The implications of internal learning go further than just replacing external methods. Recent work on Hybrid Reasoning Policy Optimization (HRPO) reveals that models can perform reasoning not just through explicit token generation, but within their latent representations – the continuous hidden states that exist between layers. Traditional reasoning approaches force models to “think out loud” through chains of words. But HRPO demonstrates that by gradually blending in hidden states, models achieve superior performance on both knowledge-intensive and mathematical tasks. On challenging benchmarks like MATH, smaller models using this reasoning match or exceed much larger traditional models. These models spontaneously develop cross-lingual reasoning patterns, fluidly integrating concepts across languages within their hidden representations. They produce more compact yet accurate responses, requiring fewer tokens because richer context is encoded in the continuous space. This is evidence that genuine reasoning can occur in the model’s inner world, beyond the tokens we observe.

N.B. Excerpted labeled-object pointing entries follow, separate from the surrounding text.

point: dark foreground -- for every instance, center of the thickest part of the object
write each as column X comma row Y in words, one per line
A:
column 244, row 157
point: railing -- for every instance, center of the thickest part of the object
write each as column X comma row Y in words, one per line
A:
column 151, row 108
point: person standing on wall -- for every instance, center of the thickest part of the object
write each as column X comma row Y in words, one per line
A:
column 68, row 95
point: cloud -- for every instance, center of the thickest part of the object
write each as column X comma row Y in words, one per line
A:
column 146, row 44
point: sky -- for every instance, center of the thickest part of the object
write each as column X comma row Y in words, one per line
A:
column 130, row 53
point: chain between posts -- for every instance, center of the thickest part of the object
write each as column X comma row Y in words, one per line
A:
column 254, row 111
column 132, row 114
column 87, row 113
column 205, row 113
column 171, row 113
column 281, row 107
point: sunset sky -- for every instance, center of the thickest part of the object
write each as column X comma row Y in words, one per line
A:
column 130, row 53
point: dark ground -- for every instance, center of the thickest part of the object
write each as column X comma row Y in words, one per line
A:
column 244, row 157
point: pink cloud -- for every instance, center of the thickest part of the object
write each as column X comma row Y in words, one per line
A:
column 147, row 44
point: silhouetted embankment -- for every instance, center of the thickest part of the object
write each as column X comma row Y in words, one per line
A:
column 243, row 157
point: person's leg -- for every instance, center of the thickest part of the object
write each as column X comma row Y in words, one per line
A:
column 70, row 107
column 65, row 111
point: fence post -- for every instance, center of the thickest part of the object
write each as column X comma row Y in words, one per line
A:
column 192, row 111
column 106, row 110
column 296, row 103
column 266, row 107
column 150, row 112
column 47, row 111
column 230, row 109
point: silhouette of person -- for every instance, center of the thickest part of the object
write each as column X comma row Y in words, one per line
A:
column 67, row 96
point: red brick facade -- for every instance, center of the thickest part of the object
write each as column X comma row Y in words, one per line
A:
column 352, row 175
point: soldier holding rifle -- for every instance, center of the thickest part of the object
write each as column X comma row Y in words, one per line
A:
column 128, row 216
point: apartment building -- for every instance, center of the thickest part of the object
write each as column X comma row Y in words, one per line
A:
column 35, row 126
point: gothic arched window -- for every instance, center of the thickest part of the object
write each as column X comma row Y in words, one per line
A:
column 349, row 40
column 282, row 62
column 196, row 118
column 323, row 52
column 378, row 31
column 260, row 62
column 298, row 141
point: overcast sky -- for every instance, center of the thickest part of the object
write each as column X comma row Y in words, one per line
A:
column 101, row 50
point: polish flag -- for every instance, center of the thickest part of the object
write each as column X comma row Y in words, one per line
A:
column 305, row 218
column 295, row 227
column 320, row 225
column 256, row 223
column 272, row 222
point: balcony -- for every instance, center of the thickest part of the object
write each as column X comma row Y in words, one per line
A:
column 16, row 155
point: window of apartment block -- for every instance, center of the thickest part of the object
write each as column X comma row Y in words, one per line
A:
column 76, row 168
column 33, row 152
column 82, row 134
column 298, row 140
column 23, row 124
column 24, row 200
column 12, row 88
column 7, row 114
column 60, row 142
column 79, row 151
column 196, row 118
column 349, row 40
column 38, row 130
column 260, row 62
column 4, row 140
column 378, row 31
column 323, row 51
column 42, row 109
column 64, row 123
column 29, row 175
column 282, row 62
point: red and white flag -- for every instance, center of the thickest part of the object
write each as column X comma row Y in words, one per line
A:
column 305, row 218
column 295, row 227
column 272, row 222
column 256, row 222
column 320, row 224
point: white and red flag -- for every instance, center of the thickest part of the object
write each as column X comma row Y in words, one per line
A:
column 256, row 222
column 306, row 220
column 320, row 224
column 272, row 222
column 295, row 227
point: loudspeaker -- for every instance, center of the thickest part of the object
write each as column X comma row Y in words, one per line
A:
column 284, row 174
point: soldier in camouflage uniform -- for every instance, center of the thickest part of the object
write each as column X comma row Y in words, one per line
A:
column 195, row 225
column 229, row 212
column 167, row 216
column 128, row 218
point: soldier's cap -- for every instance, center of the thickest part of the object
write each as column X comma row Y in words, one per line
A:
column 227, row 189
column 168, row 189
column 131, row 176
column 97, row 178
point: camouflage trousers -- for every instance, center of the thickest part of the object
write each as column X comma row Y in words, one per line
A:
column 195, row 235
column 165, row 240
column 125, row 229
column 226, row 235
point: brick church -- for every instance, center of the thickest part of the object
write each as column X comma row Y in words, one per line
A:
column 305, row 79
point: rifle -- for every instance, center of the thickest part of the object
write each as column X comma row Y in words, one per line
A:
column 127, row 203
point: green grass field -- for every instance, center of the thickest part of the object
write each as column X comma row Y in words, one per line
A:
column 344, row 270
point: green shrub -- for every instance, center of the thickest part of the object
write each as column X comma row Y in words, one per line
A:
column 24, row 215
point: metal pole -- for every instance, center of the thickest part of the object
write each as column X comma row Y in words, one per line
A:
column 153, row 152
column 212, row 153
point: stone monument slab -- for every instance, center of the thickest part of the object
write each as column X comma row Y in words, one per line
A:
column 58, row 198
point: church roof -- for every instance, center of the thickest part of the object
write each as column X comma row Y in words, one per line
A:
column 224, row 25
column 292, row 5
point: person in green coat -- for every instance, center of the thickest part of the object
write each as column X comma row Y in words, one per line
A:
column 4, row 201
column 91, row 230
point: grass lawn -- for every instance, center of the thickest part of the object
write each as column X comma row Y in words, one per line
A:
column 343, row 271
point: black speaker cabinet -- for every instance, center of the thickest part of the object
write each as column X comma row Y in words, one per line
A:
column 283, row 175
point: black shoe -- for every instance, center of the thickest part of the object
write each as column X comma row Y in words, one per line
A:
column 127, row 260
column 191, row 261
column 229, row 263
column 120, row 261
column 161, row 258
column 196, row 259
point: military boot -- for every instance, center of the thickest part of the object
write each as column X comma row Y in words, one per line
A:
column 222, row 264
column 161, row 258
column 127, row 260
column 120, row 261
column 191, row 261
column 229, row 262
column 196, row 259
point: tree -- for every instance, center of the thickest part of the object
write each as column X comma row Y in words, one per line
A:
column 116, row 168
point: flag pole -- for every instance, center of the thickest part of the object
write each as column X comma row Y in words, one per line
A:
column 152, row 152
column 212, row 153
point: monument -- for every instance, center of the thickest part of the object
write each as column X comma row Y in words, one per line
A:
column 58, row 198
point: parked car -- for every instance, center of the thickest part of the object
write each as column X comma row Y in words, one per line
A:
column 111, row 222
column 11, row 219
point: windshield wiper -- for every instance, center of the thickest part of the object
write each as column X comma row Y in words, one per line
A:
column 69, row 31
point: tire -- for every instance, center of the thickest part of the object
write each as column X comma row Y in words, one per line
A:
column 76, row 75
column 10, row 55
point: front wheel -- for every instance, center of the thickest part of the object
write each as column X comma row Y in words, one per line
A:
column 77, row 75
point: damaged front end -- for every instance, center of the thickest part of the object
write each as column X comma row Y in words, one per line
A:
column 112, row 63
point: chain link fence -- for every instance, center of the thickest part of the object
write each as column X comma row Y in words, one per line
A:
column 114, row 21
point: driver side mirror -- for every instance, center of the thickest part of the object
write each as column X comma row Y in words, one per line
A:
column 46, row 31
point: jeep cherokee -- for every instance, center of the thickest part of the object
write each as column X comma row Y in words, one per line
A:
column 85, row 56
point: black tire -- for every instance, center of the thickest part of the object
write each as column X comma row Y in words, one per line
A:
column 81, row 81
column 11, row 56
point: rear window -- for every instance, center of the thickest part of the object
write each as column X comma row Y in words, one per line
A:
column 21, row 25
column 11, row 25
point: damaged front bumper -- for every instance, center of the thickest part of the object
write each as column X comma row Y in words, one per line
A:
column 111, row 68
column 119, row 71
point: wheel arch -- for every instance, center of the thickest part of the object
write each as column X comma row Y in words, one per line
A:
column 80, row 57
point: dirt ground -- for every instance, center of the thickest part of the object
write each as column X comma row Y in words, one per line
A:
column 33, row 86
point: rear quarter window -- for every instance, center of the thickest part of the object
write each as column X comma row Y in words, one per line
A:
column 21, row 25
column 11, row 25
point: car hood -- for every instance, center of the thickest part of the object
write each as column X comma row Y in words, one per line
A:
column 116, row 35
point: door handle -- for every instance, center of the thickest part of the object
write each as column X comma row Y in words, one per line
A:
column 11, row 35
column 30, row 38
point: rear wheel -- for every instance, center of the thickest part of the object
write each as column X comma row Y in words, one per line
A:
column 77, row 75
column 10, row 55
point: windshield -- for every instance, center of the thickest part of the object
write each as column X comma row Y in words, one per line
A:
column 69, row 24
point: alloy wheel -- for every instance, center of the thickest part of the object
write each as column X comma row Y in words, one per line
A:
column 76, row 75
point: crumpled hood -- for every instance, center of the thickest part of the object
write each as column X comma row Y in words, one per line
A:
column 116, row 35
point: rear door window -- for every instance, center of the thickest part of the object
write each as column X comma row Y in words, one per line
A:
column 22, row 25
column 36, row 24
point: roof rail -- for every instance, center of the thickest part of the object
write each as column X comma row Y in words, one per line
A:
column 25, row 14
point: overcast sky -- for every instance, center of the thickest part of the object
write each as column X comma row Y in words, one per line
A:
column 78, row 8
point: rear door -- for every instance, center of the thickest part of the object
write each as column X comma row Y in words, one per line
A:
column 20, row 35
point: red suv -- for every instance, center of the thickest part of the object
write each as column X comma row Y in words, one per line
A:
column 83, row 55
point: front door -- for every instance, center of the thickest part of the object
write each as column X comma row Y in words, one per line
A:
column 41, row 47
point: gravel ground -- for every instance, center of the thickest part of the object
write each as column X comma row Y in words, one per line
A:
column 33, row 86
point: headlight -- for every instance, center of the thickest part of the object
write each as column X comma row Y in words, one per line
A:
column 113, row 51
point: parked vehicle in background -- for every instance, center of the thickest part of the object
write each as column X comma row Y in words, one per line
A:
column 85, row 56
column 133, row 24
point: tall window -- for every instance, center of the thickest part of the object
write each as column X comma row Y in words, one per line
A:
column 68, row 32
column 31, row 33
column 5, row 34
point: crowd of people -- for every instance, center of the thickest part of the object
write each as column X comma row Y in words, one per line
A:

While INTUITOR shows models can learn from internal confidence and HRPO demonstrates reasoning in latent space, Google’s AlphaEvolve from a few weeks ago takes the next leap: combining these capabilities with evolutionary search to create genuinely new knowledge. AlphaEvolve pairs Gemini models with automated evaluators in an evolutionary framework, improving upon the most promising ideas over successive generations. This is starting to unlock a form of self-improvement. By discovering better matrix multiplication strategies, it reduced Gemini’s (it’s own) training time by 1% – significant savings given its scale.

But what of a pure bootstrap? The Darwin Gödel Machine (DGM), developed by researchers at UBC and Sakana AI in a paper published yesterday, takes self-improvement to its logical conclusion: AI that directly rewrites its own code to improve performance. Starting from a baseline 20% success rate on SWE-bench (real-world GitHub issues), the DGM autonomously improved itself to achieve 50% – without any human intervention. It discovered improvements like adding patch validation steps, better file viewing tools, and generating multiple solutions to select the best.

Today’s AI agents can be frustratingly unpredictable and limited. But we’re on an evolutionary tree and the path to breakthrough agents must run through these less-performant “ancestors”. Failed experiments are the essential stepping stones. A Darwinian process is underway, an expanding space of possible minds, and each new branch is potentially superior.

Takeaways: Experimental AI can now learn from internal signals, discover better algorithms, and rewrite their own code. The combination of reasoning models with evolutionary search is about to unlock genuine self-improvement. As these systems enhance the very infrastructure and algorithms that create them, we may be approaching a future where AI progress accelerates itself.